DES MOINES – Iowa may have to delay implementing part of its bipartisan Iowa Health and Wellness Plan if federal officials do not grant a full waiver on the program by next week, Gov. Terry Branstad said Thursday.
Branstad said he had a “very frank” meeting with officials in the U.S. Department of Health & Human Services when he was in Washington earlier this week, but federal officials still have not signed off on a piece of Iowa’s program that sets “very modest” insurance premiums for low-income participants that is paid for with Medicaid money providing they engage in a health-risk assessment designed to contain costs.
“It’s not resolved yet,” the governor said.
“We feel that to be successful in our goal to be the healthiest state that we’ve got to have people take ownership of their own health. HHS seems to have a problem with the premiums,” Branstad said.
“We’re saying the premiums are waived if they do a health-risk assessment and they have a whole year to do that,” he added. “We don’t think that that’s an onerous requirement at all, plus the premiums are very modest. So far they’ve not been willing to do that and we’re saying that this is really an essential part of the program.”
Branstad said his administration feels an obligation to follow through with innovative legislation designed to increase access, drive personal health ownership, and reform the health-care delivery system in a way that pays for quality, not the quantity of health-care services.
The pact hammered out last May by Iowa’s split-control Legislature seeks to use federal money to expand health-care coverage to needy Iowans by financing insurance premiums for participants who help manage their costs with healthy choices. Backers say at least 150,000 more Iowans will be eligible for health care at a reasonable cost via the legislation, which can’t take effect without a waiver from the federal government.
Branstad said he had a “very constructive” meeting with David Agnew, deputy assistant to President Obama and director of intergovernmental affairs, regarding Iowa’s unique approach to government-subsidized expansion for Medicaid-eligible recipients. “I think he really gets it,” the governor said.
However, he said there is “a little more of a challenge” convincing HHS officials and he remains hopeful they will sign off on the full waiver in time for state officials to begin enrolling eligible participants Oct. 1 for Iowans aged 19-64 with incomes up to and including 133 percent of the federal poverty level.
“We’ve got pretty much everything else resolved except this one last point,” Branstad said.
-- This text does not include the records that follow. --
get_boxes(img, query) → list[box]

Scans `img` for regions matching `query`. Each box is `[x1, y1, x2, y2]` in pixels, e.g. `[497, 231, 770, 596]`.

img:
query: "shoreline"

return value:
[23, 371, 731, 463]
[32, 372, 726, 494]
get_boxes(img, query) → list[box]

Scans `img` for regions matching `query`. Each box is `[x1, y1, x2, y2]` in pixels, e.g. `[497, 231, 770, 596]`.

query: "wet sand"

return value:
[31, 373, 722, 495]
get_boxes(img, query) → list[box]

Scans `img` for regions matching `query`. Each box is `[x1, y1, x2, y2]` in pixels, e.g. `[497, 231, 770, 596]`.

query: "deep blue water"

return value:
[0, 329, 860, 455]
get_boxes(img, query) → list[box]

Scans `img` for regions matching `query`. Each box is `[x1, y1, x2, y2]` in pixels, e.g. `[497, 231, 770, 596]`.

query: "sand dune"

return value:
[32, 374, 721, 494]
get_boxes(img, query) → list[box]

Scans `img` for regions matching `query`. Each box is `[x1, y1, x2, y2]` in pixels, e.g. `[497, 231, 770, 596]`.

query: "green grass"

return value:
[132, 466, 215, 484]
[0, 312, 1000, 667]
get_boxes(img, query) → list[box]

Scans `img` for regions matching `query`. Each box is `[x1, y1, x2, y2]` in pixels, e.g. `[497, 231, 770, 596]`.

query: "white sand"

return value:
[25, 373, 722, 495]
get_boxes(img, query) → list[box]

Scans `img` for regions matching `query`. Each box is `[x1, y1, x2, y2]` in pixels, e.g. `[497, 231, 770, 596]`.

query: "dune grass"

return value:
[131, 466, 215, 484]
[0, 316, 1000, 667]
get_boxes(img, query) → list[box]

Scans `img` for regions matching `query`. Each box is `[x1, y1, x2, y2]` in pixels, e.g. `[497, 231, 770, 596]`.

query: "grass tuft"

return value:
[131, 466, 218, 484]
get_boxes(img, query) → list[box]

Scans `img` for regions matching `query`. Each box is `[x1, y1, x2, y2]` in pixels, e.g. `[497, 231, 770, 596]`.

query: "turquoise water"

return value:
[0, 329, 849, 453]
Under the compromise legislation, Iowans with income up to 100 percent of the federal poverty guideline ($11,490 for a family of one and $15,510 for a family of two) would receive the same benefits as state employees with their insurance premiums being paid for entirely by federal Medicaid money.
Iowans who have yearly income between 101 percent and 133 percent of the federal poverty standards (up to $15,281 for a family of one and up to $20,268 for a family of two) will seek private coverage via the state-federal insurance exchange being established under provisions of the federal Affordable Care Act. The premium for the commercial insurance is paid by Medicaid providing the recipients participate in the health-risk assessment.
Enrollment of the eligible population is expected to occur over several years with 60 percent signing up in the first year and 30 percent in the second year, according to the state Department of Human Services. The Iowa Council on Human Services finalized the program’s rules on Thursday.